BAFTA winner Jonathan Allen still sounds a little like a fan who got lucky, albeit a very talented one.
In fact, this former Harrogate man is one of the world’s best sound engineers, working with some of the greats of classical music and movies in Abbey Road studios. for EMI.
He was still surprised, however, to win a BAFTA recently for blockbuster film musical Les Miserables starring Hugh Jackman, Russell Crowe and Anne Hathaway .
The ex-St Aidan’s High School student said: “We’re always working to tight deadlines, just trying to do a good job so things like awards are something you never think about.
“Sound engineering isn’t recognised in awards much, outside of the Grammys.
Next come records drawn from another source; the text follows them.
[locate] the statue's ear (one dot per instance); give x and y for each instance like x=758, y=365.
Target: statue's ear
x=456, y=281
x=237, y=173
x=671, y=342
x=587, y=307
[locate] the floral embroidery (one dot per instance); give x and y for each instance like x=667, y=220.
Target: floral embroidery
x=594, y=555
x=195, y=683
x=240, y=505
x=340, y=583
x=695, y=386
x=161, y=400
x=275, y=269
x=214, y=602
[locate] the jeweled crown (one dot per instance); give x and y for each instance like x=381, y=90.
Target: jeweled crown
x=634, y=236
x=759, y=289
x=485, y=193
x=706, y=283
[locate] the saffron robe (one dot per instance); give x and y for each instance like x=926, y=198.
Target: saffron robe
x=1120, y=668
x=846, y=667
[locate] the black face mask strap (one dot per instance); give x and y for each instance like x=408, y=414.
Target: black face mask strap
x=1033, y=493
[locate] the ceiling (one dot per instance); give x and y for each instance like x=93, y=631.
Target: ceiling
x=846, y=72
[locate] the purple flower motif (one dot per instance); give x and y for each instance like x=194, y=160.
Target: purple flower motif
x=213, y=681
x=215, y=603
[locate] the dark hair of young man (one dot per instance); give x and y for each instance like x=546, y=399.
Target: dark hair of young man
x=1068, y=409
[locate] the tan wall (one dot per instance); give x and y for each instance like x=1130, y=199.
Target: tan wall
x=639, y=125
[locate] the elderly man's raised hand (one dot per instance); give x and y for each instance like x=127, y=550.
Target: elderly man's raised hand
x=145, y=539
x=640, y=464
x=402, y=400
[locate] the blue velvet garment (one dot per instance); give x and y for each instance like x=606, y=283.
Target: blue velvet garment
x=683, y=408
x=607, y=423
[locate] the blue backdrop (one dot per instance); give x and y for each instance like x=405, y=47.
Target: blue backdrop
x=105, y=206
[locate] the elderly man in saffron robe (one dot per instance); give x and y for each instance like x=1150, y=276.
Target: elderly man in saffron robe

So to get a BAFTA was a big event.”
Directed by Tom Hooper, Les Mis was an unusual production, Jonathan said.
“Usually the music for any movie is tagged on at the end once it’s all been shot but Tom’s idea was to record live vocals, which had a lot of ramifications and potential problems.
“To get the right quality for him we had to get involved very early on the set.”
Although Jonathan, who went to Woodlands Primary School in Harrogate as a child, has worked with the biggest names in Hollywood and beyond, from the Berlin Philharmonic Orchestra to Steve Spielberg’s composer of choice, John Williams , he hasn’t forgotten his roots.
He says the quality of education in his hometown was vital in enabling to forge such a successfula nd varied career, equally equipped to turn his hand to film scores with the late John Barry or remixing Freddie Mercury’s Barcelona album, as he did last year.
“The music scene in Harrogate was incredibly encouraging when I was a youngster. I used to play with the Harrogate and Skipton Symphony Orchestra at Harrogate Music Centre every Saturday.
“St Aidan’s was full of world class teachers who were passionate about music and very demaning in terms of standards. They were also very well connected in the business. They could have worked in London or eleswhere but they chose to stay in Harrogate because they wanted to.”
If there was one piece of advice Jonathan would give any student today hoping to follow in his footsteps it would be to learn to play an instrument first.
As a youngster he played violin, still his favourite instrument and violin concertos remain one of his great passions.
But his love of classical music didn’t prevent him taking some unusual twists and turns in the development of his musical palate.
“I was brought up on classical music but in my late teens I got into hard rock. Lynryd Skynryd, at first, before moving onto AD/DC and then the whole range. I love music, all kinds of music.”